My.EcoEarth.Info - Grassroots Global Earth Activism

Last week Ecological Internet (EI) launched a new environment social network entitled "My.EcoEarth.Info". This site is the latest addition to EI's leading climate environmental portals - Climate Ark and EcoEarth.Info - and the new social networking capabilities are going to be an important element in fostering "Grassroots Global Earth Activism". The intent is to broaden EI's unprecedented global environmental advocacy network to allow more communication, sharing of information and collaboration between Earth Action network participants and EI itself.
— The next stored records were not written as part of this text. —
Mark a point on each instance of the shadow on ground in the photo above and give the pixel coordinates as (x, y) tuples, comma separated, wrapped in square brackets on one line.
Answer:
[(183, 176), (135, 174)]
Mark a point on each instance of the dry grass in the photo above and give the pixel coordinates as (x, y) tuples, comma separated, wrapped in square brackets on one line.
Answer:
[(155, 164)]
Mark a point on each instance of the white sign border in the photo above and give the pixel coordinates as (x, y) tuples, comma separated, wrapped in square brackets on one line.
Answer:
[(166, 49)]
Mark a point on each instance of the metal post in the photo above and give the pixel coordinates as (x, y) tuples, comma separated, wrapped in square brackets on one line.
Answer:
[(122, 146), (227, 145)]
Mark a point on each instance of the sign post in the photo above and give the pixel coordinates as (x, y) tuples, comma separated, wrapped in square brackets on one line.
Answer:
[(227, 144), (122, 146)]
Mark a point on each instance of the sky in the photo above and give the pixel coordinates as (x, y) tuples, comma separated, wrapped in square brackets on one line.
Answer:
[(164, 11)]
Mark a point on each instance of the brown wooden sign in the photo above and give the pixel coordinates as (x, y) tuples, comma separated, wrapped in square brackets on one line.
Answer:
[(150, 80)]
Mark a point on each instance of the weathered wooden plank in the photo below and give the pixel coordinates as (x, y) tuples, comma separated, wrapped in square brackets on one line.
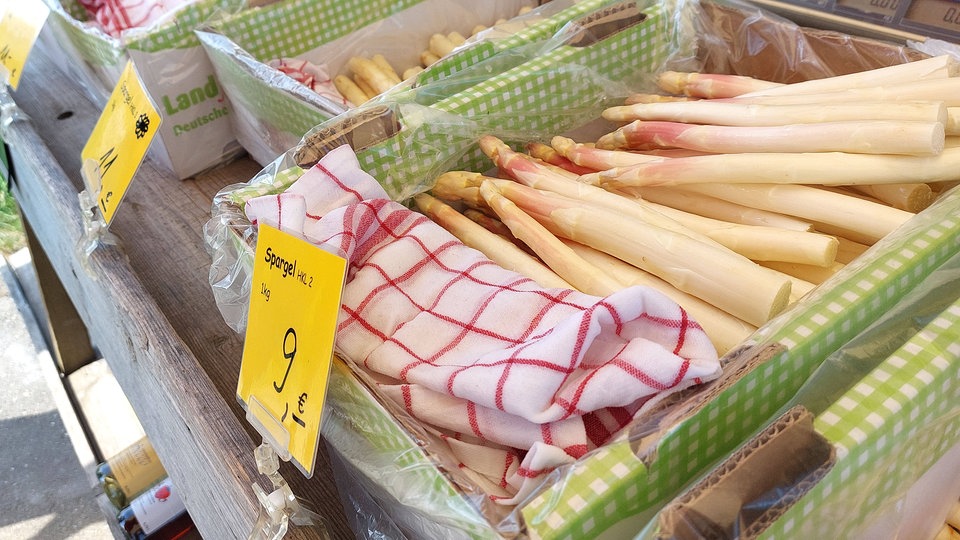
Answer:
[(148, 306)]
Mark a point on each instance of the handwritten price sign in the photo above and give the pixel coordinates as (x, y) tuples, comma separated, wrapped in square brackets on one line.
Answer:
[(20, 24), (119, 142), (291, 326)]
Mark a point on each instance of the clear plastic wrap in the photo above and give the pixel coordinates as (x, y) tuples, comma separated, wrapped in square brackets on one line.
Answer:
[(409, 476), (274, 111), (175, 71)]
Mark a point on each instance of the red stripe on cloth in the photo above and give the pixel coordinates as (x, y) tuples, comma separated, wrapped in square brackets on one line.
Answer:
[(574, 405), (576, 451), (595, 430), (545, 434), (506, 469), (643, 376), (407, 398), (279, 213), (683, 332), (472, 418), (339, 183), (531, 473)]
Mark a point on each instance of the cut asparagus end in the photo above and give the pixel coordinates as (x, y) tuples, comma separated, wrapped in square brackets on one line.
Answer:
[(560, 258), (713, 274)]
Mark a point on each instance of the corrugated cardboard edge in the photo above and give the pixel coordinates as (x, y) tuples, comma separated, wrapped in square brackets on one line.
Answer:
[(779, 465), (647, 432)]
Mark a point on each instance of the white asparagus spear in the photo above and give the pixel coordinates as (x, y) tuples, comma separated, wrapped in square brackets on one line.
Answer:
[(710, 85), (937, 67), (848, 250), (371, 73), (386, 68), (533, 174), (953, 516), (908, 197), (806, 272), (733, 113), (440, 45), (715, 208), (947, 533), (761, 243), (596, 158), (496, 248), (541, 205), (654, 98), (860, 136), (724, 330), (870, 219), (560, 258), (946, 90), (827, 168), (460, 186), (726, 280)]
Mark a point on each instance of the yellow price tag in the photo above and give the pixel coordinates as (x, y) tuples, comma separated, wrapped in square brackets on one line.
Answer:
[(119, 142), (19, 27), (288, 349)]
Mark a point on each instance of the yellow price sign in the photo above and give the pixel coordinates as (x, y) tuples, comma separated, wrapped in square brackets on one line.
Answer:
[(288, 348), (119, 142), (20, 25)]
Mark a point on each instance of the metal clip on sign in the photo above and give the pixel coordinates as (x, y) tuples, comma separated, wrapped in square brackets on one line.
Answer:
[(280, 507), (95, 229)]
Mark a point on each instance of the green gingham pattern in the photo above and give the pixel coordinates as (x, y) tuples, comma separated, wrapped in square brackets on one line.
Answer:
[(178, 33), (542, 97), (888, 430), (836, 313), (355, 416), (288, 29), (591, 497), (486, 49)]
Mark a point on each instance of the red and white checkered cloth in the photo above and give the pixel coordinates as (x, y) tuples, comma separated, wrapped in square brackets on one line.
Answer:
[(310, 75), (516, 378), (115, 16)]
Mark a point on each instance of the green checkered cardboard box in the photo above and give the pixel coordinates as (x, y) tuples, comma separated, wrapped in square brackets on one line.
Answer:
[(456, 70), (612, 483), (560, 90), (168, 47), (275, 113), (888, 430)]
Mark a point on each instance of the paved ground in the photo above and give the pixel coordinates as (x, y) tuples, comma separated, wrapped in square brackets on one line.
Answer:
[(47, 492)]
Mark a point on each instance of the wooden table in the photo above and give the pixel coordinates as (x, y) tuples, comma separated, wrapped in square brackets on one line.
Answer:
[(148, 306)]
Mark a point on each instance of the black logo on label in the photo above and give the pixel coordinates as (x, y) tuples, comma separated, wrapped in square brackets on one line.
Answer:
[(142, 126)]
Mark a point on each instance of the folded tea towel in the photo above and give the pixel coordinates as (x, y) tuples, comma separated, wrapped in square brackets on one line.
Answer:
[(475, 350), (115, 16), (310, 75)]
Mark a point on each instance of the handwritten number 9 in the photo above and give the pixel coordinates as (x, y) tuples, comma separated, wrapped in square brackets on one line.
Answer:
[(289, 351)]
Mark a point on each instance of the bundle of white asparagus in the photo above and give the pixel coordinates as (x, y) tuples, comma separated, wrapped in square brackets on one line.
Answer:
[(366, 78), (735, 198)]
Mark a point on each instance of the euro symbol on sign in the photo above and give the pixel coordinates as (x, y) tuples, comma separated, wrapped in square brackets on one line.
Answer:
[(301, 401)]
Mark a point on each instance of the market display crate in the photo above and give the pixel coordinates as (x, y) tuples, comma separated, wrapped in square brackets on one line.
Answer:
[(274, 111), (391, 462), (881, 411), (175, 71)]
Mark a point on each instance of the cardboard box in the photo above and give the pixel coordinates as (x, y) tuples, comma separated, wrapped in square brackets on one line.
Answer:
[(174, 69), (406, 144)]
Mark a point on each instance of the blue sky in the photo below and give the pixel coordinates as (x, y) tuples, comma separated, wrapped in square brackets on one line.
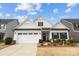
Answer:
[(52, 12)]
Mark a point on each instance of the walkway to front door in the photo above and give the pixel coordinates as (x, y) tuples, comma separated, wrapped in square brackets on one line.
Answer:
[(45, 35)]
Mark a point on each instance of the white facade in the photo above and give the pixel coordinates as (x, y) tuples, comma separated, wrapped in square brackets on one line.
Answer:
[(27, 36), (30, 32)]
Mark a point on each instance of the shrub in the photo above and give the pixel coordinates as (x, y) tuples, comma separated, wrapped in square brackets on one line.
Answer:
[(40, 41), (8, 40)]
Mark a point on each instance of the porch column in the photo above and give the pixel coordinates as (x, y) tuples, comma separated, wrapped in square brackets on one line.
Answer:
[(67, 35)]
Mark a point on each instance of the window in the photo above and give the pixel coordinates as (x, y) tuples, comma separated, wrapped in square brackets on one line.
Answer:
[(63, 35), (76, 25), (55, 35), (2, 26), (19, 33), (24, 33), (40, 23)]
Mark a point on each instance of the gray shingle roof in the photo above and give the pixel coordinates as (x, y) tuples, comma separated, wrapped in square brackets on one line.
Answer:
[(6, 20)]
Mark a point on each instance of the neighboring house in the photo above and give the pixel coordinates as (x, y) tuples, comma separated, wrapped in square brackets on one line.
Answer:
[(73, 25), (7, 28), (31, 31)]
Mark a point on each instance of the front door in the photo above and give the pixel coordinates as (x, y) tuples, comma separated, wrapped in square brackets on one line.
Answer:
[(45, 35), (1, 37)]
On the new site you can share your
environmental concerns in an on-line diary, and even launch campaigns with petitions; all while networking with people from around the world that share your concerns and are working as you are to Save the Earth. Please, at your earliest convenience stop by and take the 5-10 minutes it takes to setup your free profile as either an individual or organization. And then start adding content and networking with others. We look forward to feature
requests as we continue to work on a version 2.0. Together we can will global ecological sustainability into being.

February 2, 2007

IPCC Report Finds Climate Change "Very Likely" Human Caused, to Continue for Centuries

human caused climate changeThe United Nations has just released its long-awaited report on climate change [news search], warning global warming is almost certainly caused by humans. "Warming of the climate system is unequivocal, as is now evident from observations of increases in global average air and ocean temperatures, widespread melting of snow and ice, and rising global mean sea level," the report said. What little debate still existed regarding human causality for climate change has been squashed as the United Nation's Intergovernmental Panel on Climate Change (IPCC) has issued their strongest statement yet that human activities are changing the climate. The report, Volume 1 of IPCC's Fourth Assessment, entitled Climate Change 2007: The Physical Science Basic [download official summary in pdf] states the cause of climate change is "very likely" man-made (>90% chance) and "would continue for centuries" (summary of main findings). It is quite interesting to note the changing levels of certainty of human causation of climate change by the IPCC over the last 20 years by this conservative grouping of world scientists. Though authoritative and exhaustively peer reviewed, if anything IPCC documents have and continue to error on the side of caution - partly the nature of science, the need to produce a consensus document, and lobbying by government bureaucrats protecting their interests. It is likely that scenarios of abrupt, runaway climate change [search] are given short thrift in such an environment. Climate Ark's news tracking and search feature provides full coverage of the lead up to, and the release of, the much anticipated report. Now on to climate change solutions [search] - 80% carbon reductions by 2050, massive renewable energy investments, banning coal, focus upon energy conservation and efficiency, and an emergency global summit to get all countries on board with equitable mandatory emissions caps.